Affidamento in Prova al Servizio Sociale (Art. 47)

Affidamento in Prova al Servizio Sociale (Art. 47)

 

Si tratta di una misura che consente al condannato di espiare la pena detentiva inflitta o residua in regime di libertà assistita e controllata.

L’applicazione dell’affidamento da un lato fa venir meno ogni rapporto del condannato con l’istituzione carceraria e dall’altro comporta l’instaurarsi di una relazione di tipo collaborativo con l’U.E.P.E.

A questo fine viene elaborato un programma di trattamento individuale, che declina le attività che il reo dovrà svolgere, gli obblighi e gli impegni cui

deve attenersi e i controlli cui sarà sottoposto. L’esito positivo del periodo di prova, la cui durata coincide con quella della pena da scontare, estingue la pena ed ogni altro effetto penale.

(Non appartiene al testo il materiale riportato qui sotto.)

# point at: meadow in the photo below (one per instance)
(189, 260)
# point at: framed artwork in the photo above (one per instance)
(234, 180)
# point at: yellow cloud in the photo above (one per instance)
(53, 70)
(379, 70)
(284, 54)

L’Ufficio di Esecuzione Penale Esterna svolge un’inchiesta di servizio sociale per raccogliere gli elementi relativi al condannato, con particolare riferimento all’ambiente sociale e familiare di appartenenza e alle risorse personali, familiari, relazionali e ambientali su cui fondare un’ipotesi progettuale di reinserimento sociale. Se la persona si trova detenuta, l’U.E.P.E. partecipa al periodo di osservazione della personalità del soggetto offrendo consulenza e collaborando con gli altri operatori penitenziari (educatori, polizia penitenziaria, cappellano, direttore d’istituto, psicologi, altri esperti) per elaborare la relazione di sintesi da inviare collegialmente al Tribunale di Sorveglianza. Se il soggetto, invece, si trova in libertà, l’U.E.P.E. svolge l’indagine socio-ambientale richiesta dall’autorità giudiziaria.

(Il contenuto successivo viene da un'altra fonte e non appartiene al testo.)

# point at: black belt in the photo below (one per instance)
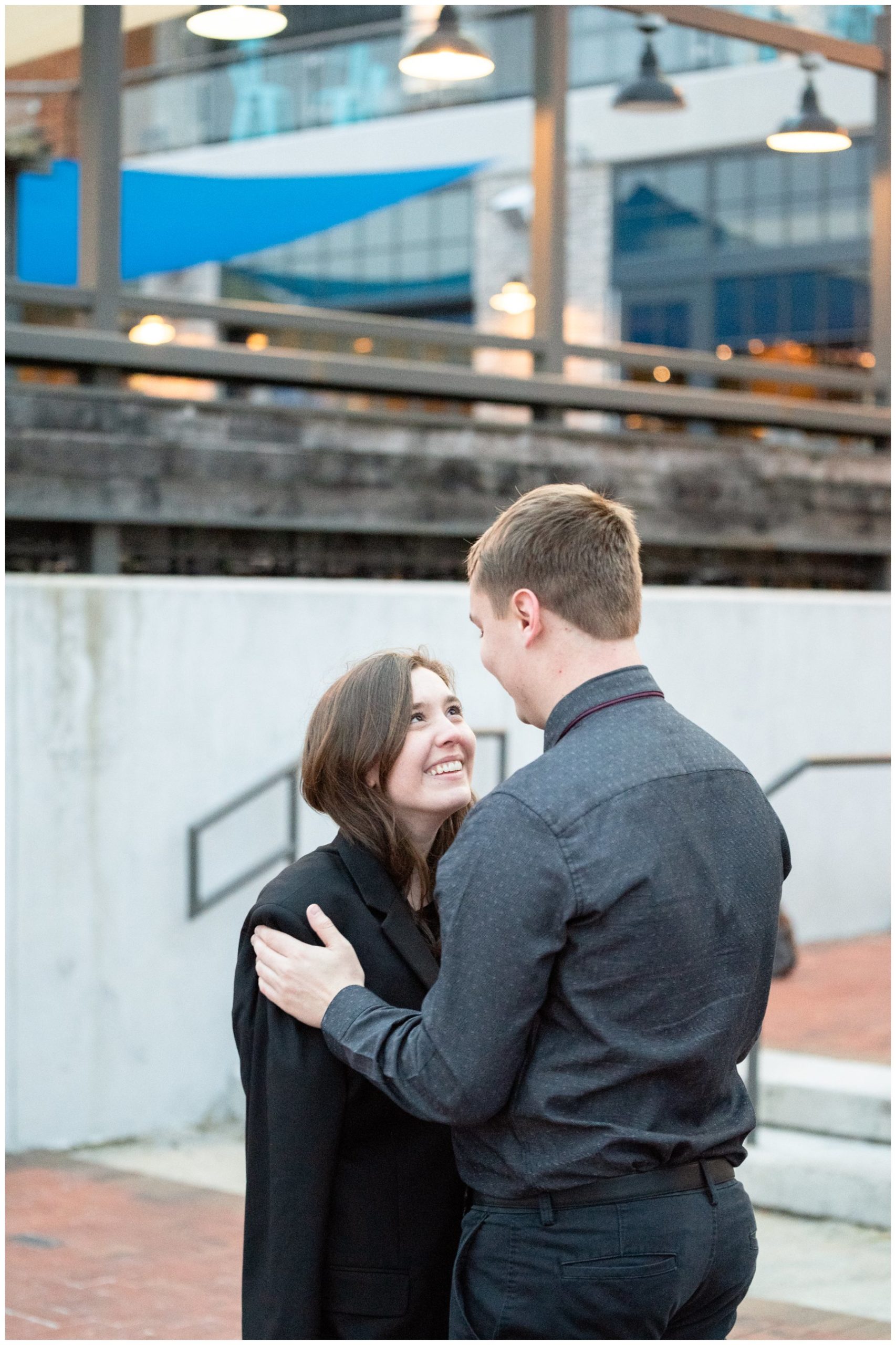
(658, 1181)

Se quest’ultima valuterà di concedere la misura, disporrà un verbale contenente le prescrizioni che il soggetto dovrà rispettare durante tutta la durata dell’affidamento. Nel corso della misura, l’U.E.P.E. ha il compito di aiutare il soggetto a superare le difficoltà di adattamento alla vita sociale favorendo il suo reinserimento e controllare le sue condotte; svolge un’azione di tramite tra la persona, la sua rete di relazioni e i servizi del territorio (Enti Locali, ASL, Terzo Settore).

L’ Affidamento in Prova al Servizio Sociale è previsto anche:

  • dall’art. 94 del D.P.R. n. 309/1990 per quanto concerne i tossicodipendenti e gli alcooldipendenti
  • dall’art. 47 – quater della Legge n. 354/1975 per i soggetti affetti da Aids o grave deficienza immunitaria.

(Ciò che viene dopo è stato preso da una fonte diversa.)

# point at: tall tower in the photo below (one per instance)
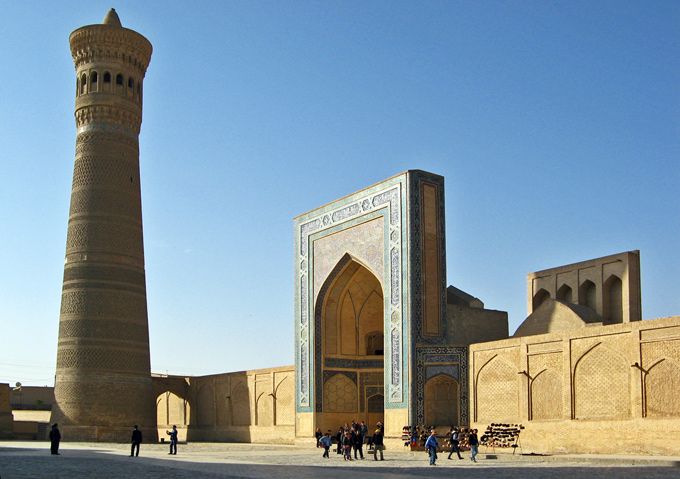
(103, 381)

L’ Affidamento in prova in casi particolari, previsto dall’art. 94 del Testo Unico n. 309/1990 è una specifica forma di misura

alternativa, che può essere chiesta dal condannato tossicodipendente o alcoldipendente che:

  • abbia una pena detentiva inflitta, o un residuo pena, non superiore a sei anni
  • abbia in corso o intenda sottoporsi ad un programma di recupero
  • abbia concordato il programma terapeutico con la A.S.L. o con altri enti, pubblici o privati
  • possieda una certificazione, rilasciata da una struttura sanitaria pubblica o privata autorizzata, sullo stato di tossicodipendenza o alcooldipendenza e sull’idoneità, ai fini del recupero, del programma terapeutico.

La Legge n. 231/1999 ha inserito nell’ordinamento penitenziario l’art. 47-quater che consente ai soggetti affetti da aids o da grave deficienza immunitaria, che hanno in corso o intendono intraprendere un programma di cura e assistenza presso le unità operative di malattie infettive ospedaliere, la possibilità di accedere all’affidamento in prova previsto dall’articolo 47 o.p. anche oltre i limiti di pena ivi previsti.